# Grits



## goodgiver (Jan 11, 2005)

Once again I misjudged the amount of grits I needed for a meal.   Since I have a lot left over, does anyone have any suggestions as to what I can do with left over grits.


----------



## kitchenelf (Jan 11, 2005)

mmmmmm....... You could make grit cakes - take the grits and mix with some cheese, roasted pablano peppers seeded and diced, salt, pepper, and diced spring onions - form into a patty and put in flour, then egg wash then breadcrumbs.  Fry on each side.  You can saute some onions and peppers until browned then toss in some shrimp and cook JUST until done.  Serve with the grit cakes.
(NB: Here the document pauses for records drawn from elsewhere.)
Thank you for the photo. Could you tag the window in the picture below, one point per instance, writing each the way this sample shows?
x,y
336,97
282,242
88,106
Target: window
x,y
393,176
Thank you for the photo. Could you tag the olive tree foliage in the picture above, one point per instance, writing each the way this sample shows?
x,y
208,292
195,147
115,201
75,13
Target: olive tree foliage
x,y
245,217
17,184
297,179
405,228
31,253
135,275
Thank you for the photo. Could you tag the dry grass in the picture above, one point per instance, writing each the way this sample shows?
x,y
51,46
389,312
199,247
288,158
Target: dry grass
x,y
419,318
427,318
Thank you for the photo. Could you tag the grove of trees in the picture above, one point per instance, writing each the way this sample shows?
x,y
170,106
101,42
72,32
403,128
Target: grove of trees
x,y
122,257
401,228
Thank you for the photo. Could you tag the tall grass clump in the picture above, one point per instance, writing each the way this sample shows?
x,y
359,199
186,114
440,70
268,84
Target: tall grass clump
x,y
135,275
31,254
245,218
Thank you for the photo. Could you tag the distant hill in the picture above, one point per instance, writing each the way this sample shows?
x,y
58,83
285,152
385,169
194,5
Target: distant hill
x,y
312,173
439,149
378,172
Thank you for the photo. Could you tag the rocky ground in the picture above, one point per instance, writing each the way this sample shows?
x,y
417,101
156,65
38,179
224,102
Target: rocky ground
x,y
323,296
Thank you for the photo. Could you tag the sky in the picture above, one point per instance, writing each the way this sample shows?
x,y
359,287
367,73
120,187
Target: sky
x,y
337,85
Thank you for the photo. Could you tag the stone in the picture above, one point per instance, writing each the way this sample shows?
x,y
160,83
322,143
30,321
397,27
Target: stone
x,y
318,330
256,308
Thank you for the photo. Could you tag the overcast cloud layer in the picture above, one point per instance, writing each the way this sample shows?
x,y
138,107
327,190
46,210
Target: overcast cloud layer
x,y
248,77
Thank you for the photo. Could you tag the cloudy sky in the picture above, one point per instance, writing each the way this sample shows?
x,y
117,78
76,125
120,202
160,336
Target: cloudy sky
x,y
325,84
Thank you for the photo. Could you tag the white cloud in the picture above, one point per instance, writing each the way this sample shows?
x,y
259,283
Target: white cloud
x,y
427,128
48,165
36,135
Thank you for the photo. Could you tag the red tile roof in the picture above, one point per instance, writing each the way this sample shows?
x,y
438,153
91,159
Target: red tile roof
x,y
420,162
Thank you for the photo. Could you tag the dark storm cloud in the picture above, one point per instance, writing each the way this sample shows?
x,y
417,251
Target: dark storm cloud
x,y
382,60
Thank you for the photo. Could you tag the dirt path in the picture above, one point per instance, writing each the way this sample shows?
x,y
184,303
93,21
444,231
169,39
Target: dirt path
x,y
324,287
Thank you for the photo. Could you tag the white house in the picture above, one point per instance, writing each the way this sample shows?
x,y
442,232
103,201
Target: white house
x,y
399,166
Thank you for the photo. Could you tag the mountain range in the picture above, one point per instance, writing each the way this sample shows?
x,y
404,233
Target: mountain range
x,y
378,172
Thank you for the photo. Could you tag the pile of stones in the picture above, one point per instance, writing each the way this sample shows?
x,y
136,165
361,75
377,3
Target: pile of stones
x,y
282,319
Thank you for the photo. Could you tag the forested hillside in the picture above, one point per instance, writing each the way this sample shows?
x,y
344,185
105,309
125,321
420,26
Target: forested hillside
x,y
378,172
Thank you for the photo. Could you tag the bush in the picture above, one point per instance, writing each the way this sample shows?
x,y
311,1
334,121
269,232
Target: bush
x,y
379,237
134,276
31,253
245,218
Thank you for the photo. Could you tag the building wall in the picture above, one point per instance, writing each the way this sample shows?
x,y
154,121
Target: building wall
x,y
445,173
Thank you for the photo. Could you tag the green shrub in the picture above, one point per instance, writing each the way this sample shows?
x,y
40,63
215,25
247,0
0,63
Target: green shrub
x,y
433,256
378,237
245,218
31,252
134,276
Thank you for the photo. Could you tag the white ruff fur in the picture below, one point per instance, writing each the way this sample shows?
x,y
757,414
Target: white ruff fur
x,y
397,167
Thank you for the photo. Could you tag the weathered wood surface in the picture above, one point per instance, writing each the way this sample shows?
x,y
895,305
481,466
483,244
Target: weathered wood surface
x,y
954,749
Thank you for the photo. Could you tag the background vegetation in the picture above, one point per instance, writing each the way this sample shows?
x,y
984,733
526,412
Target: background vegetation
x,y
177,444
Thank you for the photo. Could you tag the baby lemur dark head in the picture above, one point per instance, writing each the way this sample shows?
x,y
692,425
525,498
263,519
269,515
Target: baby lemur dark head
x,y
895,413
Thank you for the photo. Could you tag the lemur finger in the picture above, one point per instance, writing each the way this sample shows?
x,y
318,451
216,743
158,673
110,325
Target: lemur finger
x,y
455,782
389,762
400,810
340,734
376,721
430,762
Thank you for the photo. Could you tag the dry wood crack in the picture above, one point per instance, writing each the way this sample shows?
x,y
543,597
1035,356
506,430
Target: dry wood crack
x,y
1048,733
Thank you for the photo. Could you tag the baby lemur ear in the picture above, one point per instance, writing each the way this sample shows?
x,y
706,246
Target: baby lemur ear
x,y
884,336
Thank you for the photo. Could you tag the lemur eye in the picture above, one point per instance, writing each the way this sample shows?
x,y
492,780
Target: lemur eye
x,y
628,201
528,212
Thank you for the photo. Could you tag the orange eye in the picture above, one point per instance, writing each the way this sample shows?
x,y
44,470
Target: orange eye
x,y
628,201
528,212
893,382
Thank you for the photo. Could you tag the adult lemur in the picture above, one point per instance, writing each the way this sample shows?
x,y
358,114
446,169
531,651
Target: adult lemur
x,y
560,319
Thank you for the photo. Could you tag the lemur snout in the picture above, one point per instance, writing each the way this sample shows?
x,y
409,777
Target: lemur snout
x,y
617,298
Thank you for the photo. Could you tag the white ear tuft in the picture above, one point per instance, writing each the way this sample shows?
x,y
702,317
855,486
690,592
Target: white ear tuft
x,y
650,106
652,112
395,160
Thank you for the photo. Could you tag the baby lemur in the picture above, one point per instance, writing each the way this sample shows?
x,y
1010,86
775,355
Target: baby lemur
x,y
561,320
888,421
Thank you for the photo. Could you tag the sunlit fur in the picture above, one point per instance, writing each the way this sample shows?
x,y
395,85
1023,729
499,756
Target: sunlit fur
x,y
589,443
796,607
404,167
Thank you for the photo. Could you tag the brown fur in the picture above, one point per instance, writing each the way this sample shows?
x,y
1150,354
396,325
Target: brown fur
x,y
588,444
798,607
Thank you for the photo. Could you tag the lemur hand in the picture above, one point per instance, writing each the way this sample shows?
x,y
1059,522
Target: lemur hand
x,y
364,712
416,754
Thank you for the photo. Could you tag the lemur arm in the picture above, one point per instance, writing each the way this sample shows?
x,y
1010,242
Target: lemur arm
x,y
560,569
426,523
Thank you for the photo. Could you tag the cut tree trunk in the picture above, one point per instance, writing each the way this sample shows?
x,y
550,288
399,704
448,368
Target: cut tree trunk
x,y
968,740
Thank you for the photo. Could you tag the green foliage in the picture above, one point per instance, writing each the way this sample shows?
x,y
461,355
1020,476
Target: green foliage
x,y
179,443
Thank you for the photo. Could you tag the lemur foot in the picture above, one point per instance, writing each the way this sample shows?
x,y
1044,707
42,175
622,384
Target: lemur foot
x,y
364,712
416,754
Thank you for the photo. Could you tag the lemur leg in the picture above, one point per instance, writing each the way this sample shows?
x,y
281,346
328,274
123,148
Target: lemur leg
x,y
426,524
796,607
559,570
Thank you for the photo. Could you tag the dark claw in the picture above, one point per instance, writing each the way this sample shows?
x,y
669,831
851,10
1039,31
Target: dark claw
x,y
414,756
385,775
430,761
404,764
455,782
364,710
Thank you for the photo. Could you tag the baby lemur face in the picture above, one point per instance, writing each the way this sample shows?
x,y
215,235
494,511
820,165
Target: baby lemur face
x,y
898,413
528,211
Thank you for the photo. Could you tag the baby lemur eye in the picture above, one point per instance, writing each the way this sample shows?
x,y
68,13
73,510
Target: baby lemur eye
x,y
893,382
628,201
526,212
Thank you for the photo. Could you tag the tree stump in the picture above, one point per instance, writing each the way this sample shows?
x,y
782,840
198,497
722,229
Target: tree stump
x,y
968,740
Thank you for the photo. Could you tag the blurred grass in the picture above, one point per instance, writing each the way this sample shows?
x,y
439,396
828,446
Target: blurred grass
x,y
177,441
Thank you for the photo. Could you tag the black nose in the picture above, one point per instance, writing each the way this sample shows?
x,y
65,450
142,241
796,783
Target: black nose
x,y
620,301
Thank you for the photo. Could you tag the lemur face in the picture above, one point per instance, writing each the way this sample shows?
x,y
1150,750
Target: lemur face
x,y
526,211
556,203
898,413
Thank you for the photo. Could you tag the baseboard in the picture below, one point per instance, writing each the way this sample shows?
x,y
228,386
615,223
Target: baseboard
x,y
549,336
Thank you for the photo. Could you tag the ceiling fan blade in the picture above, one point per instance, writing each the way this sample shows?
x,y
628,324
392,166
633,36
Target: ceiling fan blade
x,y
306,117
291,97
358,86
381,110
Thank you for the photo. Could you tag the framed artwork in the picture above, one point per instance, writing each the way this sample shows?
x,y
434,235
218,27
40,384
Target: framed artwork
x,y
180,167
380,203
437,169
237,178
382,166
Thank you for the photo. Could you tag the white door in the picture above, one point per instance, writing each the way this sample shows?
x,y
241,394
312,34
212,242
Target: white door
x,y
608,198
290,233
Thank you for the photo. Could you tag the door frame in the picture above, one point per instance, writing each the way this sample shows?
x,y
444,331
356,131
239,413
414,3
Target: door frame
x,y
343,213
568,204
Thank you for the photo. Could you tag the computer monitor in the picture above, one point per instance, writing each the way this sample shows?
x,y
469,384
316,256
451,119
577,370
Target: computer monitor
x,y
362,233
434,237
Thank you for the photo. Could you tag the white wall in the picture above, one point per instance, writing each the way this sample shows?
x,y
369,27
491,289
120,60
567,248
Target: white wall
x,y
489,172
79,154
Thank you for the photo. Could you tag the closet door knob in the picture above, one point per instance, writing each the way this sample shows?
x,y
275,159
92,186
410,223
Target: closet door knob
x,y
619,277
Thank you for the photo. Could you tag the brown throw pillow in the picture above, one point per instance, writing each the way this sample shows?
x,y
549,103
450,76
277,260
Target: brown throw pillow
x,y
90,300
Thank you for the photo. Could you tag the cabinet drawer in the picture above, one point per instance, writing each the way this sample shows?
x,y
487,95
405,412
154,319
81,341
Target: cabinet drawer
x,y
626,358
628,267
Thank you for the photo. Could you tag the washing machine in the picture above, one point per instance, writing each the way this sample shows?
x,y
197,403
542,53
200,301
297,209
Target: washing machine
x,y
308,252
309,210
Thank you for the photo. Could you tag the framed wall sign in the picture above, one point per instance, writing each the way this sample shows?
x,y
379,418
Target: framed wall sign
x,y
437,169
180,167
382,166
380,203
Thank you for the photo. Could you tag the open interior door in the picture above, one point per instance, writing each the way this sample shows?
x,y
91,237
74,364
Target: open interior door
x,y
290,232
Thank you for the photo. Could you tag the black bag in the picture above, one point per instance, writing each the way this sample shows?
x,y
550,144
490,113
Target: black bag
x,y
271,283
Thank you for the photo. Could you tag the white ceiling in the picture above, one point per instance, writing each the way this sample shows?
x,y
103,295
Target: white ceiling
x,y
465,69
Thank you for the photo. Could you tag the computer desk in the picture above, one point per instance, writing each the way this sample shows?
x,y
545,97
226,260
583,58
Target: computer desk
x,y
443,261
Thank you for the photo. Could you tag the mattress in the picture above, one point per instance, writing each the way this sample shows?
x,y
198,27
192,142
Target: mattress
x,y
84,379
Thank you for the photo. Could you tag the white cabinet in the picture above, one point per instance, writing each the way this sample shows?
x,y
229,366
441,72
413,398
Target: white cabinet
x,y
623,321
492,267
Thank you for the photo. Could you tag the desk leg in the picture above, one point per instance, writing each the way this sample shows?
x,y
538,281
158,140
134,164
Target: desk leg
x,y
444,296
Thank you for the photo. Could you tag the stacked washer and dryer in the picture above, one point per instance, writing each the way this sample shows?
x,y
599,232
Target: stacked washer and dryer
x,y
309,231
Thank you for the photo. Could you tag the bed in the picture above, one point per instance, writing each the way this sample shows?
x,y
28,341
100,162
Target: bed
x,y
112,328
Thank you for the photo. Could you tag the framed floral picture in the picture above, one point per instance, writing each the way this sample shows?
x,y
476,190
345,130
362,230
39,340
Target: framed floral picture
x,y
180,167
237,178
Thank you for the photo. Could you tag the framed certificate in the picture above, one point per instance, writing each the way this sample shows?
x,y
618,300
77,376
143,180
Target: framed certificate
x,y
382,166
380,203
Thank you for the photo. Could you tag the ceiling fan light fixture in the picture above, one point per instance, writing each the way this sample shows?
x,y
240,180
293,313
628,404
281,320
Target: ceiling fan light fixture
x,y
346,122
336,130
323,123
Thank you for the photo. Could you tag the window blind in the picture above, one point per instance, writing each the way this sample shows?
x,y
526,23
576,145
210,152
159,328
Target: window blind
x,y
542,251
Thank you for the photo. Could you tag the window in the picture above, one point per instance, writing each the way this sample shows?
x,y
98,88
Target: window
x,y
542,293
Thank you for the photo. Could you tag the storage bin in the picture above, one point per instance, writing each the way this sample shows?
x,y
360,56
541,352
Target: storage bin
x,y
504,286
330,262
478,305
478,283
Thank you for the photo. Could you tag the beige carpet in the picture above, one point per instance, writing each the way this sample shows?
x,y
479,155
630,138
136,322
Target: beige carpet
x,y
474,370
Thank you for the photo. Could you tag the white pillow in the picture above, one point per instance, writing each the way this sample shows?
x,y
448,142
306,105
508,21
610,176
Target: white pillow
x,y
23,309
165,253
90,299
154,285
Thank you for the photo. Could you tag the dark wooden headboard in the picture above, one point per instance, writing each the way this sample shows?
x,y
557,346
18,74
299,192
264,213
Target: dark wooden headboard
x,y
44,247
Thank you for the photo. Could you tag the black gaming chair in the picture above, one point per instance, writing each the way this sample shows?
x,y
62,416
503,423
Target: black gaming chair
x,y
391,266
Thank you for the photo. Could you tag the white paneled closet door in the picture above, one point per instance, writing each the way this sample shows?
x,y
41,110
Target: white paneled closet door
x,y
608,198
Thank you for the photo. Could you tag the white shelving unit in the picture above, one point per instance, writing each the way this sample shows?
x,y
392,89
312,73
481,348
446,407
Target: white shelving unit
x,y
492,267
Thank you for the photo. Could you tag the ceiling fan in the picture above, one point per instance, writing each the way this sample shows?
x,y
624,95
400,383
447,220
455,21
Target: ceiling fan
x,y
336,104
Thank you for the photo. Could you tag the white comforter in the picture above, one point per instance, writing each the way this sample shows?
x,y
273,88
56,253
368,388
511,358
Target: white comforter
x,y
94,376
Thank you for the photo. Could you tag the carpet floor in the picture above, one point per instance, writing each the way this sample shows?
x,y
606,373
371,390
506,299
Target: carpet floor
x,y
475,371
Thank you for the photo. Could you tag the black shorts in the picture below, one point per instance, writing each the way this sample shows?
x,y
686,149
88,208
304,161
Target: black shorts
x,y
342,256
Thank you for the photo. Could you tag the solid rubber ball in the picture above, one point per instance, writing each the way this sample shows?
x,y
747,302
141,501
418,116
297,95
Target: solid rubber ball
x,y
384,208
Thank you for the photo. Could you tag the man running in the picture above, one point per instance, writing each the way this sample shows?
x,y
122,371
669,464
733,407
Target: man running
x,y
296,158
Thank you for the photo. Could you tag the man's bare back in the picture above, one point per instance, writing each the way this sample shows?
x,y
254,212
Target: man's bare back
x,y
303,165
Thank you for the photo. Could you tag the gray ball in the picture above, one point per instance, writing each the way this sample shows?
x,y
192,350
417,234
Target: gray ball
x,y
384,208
Or.......... you could just use as a starch side dish and mix with different cheeses, garlic, salt and pepper and heat in microwave (I say microwave because the cheese sticks really bad to a pan on the stove.


----------



## goodgiver (Jan 11, 2005)

*grits oops*

Sorry I put my question in the wrong catagory.  I have finally learned how to use the search. Hopefully I will soon learn where to put things. I am a big fan of
mesen plas (poor speller)


----------



## kitchenelf (Jan 11, 2005)

lol -  no problem - mis en place - when I cooked professionally I was known as Mrs. Mis En Place - I guess it carries over!!! LOL

What was your original recipe?


----------